Au-delà de la mise en place de solutions innovantes, la modernisation des services bancaires passe par celle de certains process. L’on peut citer en ce sens le cas de la signature électronique. 3 projets ont été déployés à ce jour au Maroc (depuis 2021). Ceux-ci concernent l’Office Marocain de la Propriété Industrielle et Commerciale (OMPIC), Al Barid Bank et le Groupe Barid Al-Maghrib. D’après El Mehdi Amazghar, directeur exécutif chargé des opérations et du développement chez Barid Média, la signature électronique a facilité la réalisation de nombreuses transactions.
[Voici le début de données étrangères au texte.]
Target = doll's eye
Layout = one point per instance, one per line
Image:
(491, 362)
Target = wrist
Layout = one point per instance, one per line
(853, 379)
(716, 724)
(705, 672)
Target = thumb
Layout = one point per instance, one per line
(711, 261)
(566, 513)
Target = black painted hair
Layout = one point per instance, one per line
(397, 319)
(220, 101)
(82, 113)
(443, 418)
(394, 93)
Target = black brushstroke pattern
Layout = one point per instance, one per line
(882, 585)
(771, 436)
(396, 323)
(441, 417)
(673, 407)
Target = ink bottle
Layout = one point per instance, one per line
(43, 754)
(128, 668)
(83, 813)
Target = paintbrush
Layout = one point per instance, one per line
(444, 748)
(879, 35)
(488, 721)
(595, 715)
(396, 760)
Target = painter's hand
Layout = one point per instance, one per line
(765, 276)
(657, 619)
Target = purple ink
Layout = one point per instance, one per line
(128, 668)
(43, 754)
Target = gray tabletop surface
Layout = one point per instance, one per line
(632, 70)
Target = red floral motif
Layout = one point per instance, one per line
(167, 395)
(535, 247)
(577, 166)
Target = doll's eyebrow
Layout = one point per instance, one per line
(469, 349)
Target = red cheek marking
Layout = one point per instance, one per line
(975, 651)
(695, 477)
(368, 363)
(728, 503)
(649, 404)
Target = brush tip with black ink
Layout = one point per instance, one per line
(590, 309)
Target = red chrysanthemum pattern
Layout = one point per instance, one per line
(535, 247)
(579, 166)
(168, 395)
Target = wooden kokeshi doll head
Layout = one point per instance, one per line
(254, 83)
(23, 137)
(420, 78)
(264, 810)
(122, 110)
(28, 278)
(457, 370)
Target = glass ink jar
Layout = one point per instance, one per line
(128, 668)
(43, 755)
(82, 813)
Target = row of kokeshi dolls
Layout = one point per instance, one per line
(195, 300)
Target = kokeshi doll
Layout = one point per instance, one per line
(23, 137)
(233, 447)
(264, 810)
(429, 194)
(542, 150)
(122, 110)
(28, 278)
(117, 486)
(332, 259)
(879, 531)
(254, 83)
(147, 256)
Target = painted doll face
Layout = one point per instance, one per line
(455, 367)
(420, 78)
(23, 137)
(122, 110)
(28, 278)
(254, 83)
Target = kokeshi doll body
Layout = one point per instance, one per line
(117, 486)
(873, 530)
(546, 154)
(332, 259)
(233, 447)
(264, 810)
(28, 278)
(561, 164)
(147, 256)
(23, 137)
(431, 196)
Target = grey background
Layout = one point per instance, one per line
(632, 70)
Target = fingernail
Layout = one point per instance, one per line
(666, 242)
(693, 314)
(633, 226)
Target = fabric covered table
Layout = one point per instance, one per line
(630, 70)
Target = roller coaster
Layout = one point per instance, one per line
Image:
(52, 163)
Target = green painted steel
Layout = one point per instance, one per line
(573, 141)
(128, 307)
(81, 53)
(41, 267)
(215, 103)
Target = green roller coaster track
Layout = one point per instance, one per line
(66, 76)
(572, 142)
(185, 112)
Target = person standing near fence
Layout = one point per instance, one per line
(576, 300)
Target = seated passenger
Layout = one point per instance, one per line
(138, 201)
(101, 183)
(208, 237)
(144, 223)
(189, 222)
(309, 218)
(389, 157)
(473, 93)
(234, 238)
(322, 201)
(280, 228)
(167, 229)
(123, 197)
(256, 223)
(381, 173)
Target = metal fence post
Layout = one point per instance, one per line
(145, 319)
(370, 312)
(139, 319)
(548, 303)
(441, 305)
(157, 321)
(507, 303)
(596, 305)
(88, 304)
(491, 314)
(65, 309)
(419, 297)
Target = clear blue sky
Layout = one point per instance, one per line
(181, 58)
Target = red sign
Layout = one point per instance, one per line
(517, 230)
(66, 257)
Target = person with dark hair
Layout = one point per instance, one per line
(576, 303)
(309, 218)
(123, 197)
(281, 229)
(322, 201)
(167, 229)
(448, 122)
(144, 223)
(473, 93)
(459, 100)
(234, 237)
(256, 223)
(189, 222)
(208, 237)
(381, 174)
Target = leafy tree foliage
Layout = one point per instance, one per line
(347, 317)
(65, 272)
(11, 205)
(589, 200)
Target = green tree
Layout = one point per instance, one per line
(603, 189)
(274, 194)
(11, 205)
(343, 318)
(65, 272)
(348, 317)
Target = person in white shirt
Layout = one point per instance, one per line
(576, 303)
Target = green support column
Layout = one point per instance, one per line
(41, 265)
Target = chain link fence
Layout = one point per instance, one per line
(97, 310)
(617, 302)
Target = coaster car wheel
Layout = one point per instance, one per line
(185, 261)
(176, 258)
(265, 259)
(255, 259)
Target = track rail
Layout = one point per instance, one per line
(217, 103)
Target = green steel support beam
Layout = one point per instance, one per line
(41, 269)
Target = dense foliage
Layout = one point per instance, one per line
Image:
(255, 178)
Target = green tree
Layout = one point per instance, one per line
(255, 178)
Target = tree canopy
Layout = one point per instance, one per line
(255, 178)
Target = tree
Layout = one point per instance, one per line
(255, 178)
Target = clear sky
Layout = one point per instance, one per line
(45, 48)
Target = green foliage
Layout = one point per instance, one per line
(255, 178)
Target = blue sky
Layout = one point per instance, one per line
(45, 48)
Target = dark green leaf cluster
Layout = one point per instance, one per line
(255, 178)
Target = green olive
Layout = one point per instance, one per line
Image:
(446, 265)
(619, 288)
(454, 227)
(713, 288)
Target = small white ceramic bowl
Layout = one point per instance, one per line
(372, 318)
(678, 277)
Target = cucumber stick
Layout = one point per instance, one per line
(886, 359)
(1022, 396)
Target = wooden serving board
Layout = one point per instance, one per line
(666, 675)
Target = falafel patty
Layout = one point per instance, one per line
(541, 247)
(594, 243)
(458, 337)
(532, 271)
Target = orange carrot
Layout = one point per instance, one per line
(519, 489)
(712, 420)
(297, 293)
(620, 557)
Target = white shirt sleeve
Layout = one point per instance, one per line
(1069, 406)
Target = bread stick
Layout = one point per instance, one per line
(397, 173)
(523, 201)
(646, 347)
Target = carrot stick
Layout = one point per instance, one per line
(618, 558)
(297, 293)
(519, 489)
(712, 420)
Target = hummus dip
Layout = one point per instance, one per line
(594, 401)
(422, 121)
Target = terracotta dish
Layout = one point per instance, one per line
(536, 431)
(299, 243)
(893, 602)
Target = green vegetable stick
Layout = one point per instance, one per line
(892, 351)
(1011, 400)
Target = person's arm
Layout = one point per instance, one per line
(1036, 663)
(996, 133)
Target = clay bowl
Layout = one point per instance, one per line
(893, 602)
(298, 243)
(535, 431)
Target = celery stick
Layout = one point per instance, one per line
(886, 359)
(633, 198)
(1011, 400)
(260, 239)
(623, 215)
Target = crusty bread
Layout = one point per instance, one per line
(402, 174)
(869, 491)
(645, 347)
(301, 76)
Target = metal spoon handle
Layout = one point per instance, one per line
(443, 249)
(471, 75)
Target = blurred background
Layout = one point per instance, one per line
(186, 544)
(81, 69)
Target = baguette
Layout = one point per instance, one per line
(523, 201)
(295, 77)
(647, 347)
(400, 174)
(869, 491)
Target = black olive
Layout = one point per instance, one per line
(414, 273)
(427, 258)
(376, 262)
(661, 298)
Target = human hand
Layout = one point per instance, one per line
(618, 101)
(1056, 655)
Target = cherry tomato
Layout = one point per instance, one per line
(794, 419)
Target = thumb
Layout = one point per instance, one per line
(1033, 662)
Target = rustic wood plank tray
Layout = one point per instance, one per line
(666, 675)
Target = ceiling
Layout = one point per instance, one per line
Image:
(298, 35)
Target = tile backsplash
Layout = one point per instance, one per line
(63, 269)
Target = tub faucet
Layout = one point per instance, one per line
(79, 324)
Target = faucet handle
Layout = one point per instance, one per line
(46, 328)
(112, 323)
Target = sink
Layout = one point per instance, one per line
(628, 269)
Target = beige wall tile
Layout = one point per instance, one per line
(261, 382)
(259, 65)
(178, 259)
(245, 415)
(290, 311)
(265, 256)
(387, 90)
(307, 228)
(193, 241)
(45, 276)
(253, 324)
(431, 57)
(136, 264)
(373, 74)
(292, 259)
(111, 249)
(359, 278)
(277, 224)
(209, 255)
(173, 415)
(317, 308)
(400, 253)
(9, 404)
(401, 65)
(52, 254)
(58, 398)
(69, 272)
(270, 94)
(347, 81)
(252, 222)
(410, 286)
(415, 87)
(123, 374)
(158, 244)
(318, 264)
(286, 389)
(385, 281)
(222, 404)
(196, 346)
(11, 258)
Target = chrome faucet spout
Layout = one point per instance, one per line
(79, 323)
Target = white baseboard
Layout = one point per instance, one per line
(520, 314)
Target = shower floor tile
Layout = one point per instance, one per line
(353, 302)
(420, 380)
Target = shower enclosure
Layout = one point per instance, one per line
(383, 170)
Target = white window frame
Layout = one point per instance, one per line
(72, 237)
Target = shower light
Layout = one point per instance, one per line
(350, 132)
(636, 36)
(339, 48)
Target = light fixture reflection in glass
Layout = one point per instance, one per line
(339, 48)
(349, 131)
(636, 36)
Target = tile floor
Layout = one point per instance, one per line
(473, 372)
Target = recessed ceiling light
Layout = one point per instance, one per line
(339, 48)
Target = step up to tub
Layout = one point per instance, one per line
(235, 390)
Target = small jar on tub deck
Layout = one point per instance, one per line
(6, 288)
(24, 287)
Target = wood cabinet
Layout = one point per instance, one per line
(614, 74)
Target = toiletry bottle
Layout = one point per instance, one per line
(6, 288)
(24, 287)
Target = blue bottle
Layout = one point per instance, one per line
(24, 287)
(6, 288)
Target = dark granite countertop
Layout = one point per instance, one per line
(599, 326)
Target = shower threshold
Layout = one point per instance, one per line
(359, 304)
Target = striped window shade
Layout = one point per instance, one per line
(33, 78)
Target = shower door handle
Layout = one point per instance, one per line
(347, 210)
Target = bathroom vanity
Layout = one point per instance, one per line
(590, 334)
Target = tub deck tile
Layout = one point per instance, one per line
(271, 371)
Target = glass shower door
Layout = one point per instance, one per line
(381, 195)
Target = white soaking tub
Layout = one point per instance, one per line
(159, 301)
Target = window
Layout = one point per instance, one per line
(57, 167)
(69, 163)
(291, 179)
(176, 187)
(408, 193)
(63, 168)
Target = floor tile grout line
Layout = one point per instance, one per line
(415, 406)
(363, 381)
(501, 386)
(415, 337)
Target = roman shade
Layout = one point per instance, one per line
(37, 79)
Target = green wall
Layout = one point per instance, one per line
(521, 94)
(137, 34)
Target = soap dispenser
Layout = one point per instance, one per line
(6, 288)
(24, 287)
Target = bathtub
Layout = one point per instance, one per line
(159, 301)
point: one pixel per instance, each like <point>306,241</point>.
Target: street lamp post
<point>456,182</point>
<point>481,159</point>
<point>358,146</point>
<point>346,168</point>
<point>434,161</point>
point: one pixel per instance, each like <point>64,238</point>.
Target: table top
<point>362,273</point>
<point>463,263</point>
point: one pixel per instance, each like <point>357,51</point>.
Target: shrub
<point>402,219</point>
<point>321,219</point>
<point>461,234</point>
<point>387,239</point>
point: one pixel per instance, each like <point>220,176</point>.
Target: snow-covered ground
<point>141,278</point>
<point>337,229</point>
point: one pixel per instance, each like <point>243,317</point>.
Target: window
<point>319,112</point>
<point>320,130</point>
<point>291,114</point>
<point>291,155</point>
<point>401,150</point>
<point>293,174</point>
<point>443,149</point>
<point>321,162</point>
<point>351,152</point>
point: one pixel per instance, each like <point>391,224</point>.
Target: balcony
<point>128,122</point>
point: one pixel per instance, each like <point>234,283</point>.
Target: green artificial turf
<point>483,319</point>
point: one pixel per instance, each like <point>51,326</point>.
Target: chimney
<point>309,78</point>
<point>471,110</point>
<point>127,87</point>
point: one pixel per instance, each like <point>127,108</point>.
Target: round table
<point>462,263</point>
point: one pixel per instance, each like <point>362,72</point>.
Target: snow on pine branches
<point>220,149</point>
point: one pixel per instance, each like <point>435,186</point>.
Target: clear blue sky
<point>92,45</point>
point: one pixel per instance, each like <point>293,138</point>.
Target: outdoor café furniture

Il n’y a plus besoin de se déplacer physiquement à une quelconque agence, ce qui représente une réduction des coûts et un gain de temps important pour les administrations et les différents utilisateurs.

Le Dr Saad Belkasmi, docteur en droit des affaires et avocat, explique que l’écrit sur support électronique a la même force que celui sur support papier. « L’écrit, sous forme électronique, est admis en preuve au même titre que l’écrit sur support papier, sous réserve que puisse être dûment identifiée la personne dont il émane et qu’il soit établi et conservé dans des conditions de nature à en garantir l’intégrité », indique-t-il. Et de rajouter que : « la signature nécessaire à la perfection d’un acte juridique identifie celui qui l’appose et exprime son consentement aux obligations qui découlent de cet acte. Lorsque la signature est apposée par devant un officier public habilité à certifier, elle confère l’authenticité à l’acte. Lorsqu’elle est électronique, il convient d’utiliser un procédé fiable d’identification garantissant son lien avec l’acte auquel elle s’attache ».

Le Maroc a donc besoin d’établir une loi pour la gestion des données échangées en ce sens, puis d’un décret qui peut être adopté et appliqué, afin de régir au mieux l’industrie. Il est donc impératif de se mobiliser pour mettre en place un écosystème qui puisse allier entre sécurité, utilité et fiabilité au profit des différentes parties prenantes.